On the Today programme last week, the teacher Katharine Birbalsingh said that if parents will no longer teach their children right and wrong, the schools will have to do it. This is a counsel of desperation. Journalist Allison Pearson in the Telegraph wrote accurately of the “divorce, dysfunction and dadlessness” that lies behind so much of youthful aggression and misbehaviour. Sir Paul Coleridge, senior family judge, has repeatedly stated the unfashionable truth that divorce is wrecking the lives of British children.

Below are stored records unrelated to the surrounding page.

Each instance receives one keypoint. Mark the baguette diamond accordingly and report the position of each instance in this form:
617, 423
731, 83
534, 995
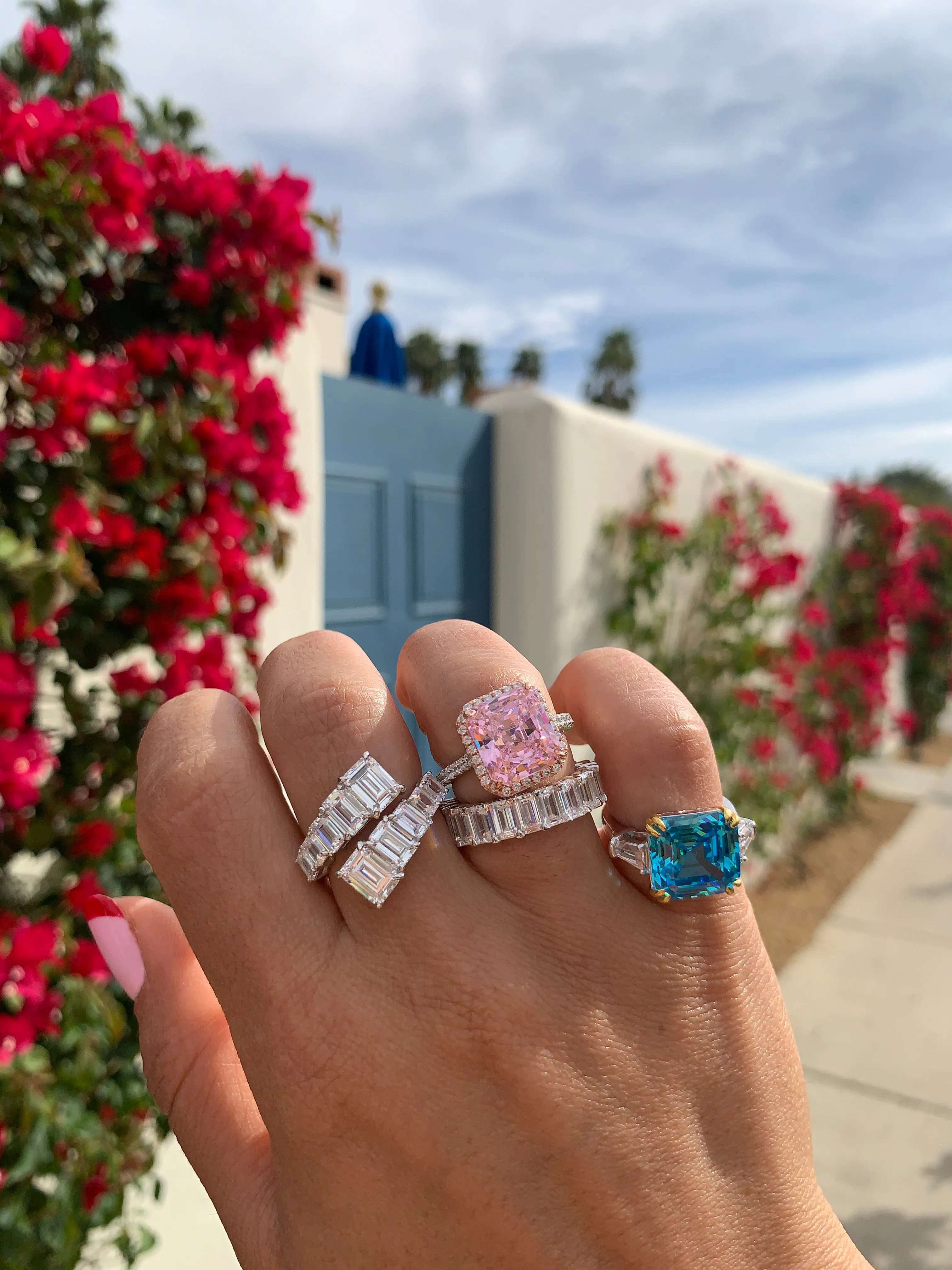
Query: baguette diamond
570, 799
364, 792
375, 868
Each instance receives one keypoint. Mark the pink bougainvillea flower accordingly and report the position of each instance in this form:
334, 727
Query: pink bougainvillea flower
46, 48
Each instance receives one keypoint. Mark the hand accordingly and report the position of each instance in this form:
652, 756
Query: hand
520, 1062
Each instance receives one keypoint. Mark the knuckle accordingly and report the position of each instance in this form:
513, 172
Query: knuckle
177, 1067
193, 761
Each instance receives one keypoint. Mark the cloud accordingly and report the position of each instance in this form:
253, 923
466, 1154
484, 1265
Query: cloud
824, 398
760, 190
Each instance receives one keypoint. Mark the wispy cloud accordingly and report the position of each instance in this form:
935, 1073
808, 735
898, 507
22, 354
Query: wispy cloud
761, 190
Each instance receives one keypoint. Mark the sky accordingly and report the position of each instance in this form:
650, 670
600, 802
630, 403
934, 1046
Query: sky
762, 190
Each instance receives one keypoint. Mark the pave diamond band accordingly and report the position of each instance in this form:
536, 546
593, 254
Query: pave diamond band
512, 740
364, 792
375, 868
688, 854
575, 797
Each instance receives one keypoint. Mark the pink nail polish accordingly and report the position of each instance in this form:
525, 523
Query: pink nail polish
116, 941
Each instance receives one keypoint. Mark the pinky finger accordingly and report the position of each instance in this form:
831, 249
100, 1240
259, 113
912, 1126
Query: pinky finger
197, 1079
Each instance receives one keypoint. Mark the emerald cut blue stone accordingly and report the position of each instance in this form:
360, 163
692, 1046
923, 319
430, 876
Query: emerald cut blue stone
695, 854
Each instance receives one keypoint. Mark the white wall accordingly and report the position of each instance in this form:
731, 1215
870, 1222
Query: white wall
316, 347
560, 468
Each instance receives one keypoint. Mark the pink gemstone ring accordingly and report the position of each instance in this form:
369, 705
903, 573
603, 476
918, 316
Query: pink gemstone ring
512, 741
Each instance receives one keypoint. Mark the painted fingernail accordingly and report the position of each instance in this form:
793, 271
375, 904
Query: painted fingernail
116, 941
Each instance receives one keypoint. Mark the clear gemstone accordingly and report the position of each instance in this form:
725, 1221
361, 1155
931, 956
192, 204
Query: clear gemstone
630, 845
371, 874
554, 807
464, 826
412, 821
323, 840
592, 792
529, 818
313, 860
514, 736
352, 808
502, 820
747, 832
337, 823
572, 793
389, 839
429, 793
484, 825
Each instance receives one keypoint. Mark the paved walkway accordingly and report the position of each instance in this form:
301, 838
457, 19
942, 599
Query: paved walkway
871, 1004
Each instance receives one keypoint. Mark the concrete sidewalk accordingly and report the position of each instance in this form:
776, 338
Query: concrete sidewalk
871, 1005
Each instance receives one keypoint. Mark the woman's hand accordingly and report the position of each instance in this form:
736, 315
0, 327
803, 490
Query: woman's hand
521, 1061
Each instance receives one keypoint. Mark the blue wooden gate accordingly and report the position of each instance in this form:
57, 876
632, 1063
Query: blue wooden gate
408, 516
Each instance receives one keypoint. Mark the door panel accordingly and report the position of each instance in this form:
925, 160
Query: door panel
408, 518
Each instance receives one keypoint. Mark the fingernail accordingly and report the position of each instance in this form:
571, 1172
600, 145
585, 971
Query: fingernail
116, 941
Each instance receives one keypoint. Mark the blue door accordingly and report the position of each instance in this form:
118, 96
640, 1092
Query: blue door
408, 506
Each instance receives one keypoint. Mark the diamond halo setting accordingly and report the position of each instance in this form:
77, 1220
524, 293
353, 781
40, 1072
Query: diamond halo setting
512, 740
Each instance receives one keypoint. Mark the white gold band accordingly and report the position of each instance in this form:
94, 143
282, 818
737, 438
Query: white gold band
544, 808
364, 792
375, 868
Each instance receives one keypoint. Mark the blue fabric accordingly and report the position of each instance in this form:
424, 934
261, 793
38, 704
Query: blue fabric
377, 356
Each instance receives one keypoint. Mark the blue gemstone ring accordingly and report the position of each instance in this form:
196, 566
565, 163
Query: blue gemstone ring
687, 855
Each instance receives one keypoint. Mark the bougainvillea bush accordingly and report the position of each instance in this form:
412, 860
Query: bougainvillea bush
141, 465
787, 672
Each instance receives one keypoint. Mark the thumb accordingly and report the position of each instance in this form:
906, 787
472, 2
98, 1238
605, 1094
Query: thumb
193, 1070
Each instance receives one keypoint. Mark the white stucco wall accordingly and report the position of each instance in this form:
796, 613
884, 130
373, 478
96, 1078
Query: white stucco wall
318, 346
560, 468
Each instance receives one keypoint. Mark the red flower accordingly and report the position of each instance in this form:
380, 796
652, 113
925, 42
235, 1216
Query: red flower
804, 651
94, 1188
83, 891
93, 839
193, 286
144, 557
763, 748
17, 691
25, 765
17, 1034
814, 614
133, 681
46, 48
747, 698
126, 463
88, 962
33, 943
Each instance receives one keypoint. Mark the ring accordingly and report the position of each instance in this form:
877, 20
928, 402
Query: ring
512, 740
688, 854
362, 793
375, 868
527, 813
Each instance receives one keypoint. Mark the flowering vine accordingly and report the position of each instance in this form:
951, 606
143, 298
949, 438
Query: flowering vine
141, 466
789, 673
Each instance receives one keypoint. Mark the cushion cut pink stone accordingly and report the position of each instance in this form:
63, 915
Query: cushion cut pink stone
514, 737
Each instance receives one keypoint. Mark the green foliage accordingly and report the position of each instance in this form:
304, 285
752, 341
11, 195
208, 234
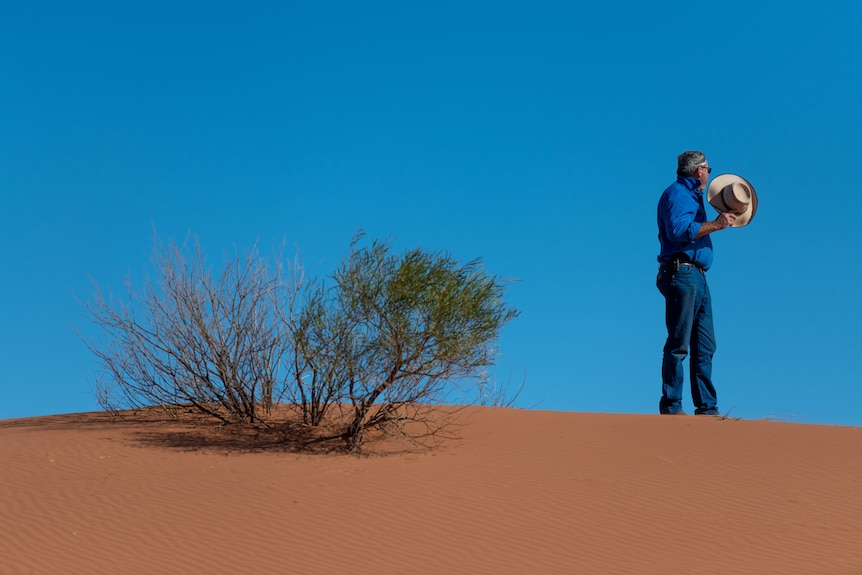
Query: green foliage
415, 323
384, 344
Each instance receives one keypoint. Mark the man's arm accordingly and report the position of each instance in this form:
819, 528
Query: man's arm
722, 221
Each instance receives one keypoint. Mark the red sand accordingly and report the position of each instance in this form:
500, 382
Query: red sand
523, 492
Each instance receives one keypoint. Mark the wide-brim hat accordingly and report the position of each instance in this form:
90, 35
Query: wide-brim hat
732, 193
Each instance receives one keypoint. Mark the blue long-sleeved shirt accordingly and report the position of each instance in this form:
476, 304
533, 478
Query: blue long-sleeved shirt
680, 214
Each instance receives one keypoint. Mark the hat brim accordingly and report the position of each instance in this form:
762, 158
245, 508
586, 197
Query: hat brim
713, 196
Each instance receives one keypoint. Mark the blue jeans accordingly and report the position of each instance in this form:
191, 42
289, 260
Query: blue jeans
688, 315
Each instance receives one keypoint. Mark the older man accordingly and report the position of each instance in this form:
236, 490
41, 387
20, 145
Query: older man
685, 257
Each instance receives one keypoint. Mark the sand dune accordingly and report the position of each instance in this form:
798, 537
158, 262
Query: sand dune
522, 492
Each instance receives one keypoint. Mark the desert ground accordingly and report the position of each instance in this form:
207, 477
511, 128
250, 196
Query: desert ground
518, 492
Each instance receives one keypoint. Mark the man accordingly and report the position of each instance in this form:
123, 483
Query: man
685, 257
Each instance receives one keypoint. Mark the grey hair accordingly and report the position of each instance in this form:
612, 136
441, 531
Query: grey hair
688, 162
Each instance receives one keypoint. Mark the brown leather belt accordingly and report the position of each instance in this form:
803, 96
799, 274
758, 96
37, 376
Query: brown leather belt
675, 263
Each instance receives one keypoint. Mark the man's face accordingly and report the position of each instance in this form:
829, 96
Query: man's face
703, 175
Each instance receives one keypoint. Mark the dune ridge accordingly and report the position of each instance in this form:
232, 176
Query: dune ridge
520, 492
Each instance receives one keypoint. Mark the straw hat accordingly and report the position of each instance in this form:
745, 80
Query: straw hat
731, 193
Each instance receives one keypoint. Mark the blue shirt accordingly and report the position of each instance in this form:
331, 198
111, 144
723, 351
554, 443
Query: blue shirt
680, 214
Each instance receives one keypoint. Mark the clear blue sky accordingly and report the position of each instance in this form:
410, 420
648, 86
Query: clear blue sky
536, 135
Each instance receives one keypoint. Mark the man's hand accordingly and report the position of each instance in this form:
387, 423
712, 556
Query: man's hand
723, 220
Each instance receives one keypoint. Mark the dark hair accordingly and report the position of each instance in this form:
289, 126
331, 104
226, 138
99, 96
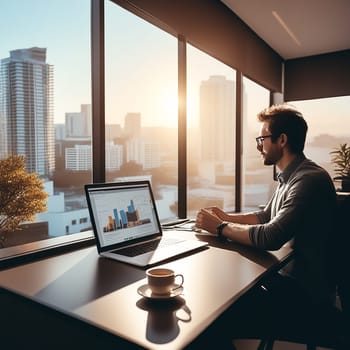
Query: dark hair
285, 119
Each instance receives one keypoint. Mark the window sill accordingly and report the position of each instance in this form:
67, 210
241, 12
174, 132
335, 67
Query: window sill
48, 247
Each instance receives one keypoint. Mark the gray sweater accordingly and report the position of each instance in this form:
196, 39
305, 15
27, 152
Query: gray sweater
302, 211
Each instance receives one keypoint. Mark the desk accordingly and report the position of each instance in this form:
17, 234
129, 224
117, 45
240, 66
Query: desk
103, 293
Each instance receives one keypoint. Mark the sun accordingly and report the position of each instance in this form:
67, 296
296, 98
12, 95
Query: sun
170, 105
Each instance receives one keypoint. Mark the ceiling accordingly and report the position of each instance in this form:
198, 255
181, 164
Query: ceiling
297, 28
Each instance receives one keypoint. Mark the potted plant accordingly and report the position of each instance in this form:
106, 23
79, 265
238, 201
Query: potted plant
22, 195
341, 160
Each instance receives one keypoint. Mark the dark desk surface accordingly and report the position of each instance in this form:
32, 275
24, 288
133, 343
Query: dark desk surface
103, 293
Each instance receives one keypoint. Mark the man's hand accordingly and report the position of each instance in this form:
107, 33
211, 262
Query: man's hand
208, 220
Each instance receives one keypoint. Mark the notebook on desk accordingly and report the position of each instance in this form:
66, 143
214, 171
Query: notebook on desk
126, 225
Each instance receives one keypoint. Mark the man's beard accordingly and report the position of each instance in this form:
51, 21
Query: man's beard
273, 157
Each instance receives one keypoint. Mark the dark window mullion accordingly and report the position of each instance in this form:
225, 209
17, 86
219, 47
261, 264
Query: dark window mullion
98, 90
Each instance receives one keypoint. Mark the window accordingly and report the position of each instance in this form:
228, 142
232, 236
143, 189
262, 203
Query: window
141, 105
46, 58
211, 132
258, 184
328, 127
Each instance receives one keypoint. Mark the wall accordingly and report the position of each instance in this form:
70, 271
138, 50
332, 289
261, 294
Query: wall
318, 76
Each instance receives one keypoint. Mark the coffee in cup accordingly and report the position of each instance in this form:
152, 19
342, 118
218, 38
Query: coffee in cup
162, 280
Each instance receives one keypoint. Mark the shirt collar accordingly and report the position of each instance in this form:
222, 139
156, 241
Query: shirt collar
284, 176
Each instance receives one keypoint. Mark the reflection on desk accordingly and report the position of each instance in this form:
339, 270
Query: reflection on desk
103, 293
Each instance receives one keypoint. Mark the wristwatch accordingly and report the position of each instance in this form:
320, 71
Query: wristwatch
219, 229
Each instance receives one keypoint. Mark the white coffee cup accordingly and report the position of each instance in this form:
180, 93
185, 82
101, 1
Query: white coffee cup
162, 280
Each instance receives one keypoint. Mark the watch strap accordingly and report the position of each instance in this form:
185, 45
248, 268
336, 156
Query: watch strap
219, 229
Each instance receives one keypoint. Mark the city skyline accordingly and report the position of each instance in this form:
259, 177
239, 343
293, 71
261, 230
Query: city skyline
68, 50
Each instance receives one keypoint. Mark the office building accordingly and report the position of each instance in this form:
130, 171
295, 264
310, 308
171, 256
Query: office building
217, 101
26, 109
78, 124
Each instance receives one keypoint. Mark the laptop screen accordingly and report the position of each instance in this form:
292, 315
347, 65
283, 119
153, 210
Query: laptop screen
121, 212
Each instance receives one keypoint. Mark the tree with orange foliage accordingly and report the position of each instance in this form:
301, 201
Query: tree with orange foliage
22, 194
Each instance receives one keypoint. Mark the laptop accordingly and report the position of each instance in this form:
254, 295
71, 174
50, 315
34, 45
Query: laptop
126, 225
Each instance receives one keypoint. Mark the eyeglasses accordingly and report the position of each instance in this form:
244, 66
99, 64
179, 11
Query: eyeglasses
260, 140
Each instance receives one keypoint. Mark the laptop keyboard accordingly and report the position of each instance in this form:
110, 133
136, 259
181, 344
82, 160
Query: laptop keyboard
138, 249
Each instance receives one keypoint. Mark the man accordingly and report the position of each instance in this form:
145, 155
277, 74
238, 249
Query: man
301, 213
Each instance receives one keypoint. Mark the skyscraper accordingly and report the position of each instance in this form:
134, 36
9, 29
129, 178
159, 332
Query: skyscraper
217, 103
26, 94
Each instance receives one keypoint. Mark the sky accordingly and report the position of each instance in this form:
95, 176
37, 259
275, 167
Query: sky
141, 65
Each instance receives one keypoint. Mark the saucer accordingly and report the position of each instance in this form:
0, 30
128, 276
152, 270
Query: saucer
146, 292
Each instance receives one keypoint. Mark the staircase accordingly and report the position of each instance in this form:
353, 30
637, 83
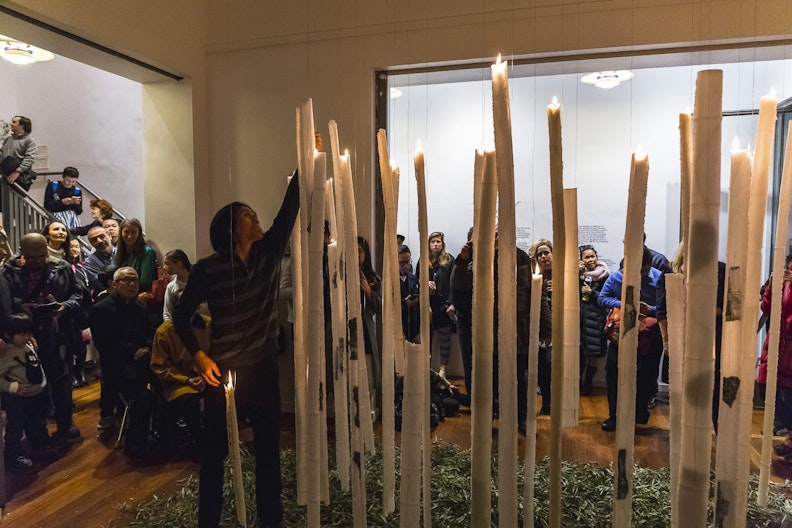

At the weekend I was looking after my six-year-old granddaughter and three-year-old grandson. From another room I heard the six-year-old say to her brother as politely as she could under the circumstances, “Please stop hitting me.” Running in to confront him I asked why he was behaving like this. “Because she won’t play my game!” he replied in an aggrieved voice. I made it clear there would be no treats that day if he didn’t apologise immediately. He did so reluctantly and civilised life was resumed. My point is that if his parents, his grandparents and his older siblings did not patiently and often correct him, this little chap could easily develop within a few years into one of the raging, anti-social and uncontrolled young men seen on our TV screens earlier this week.
Responsibility for children’s behaviour lies at home; neither the schools nor the state can repair what parents have failed to do. During the riots the acting police commissioner appealed to parents to find out where their children were. But where were the parents?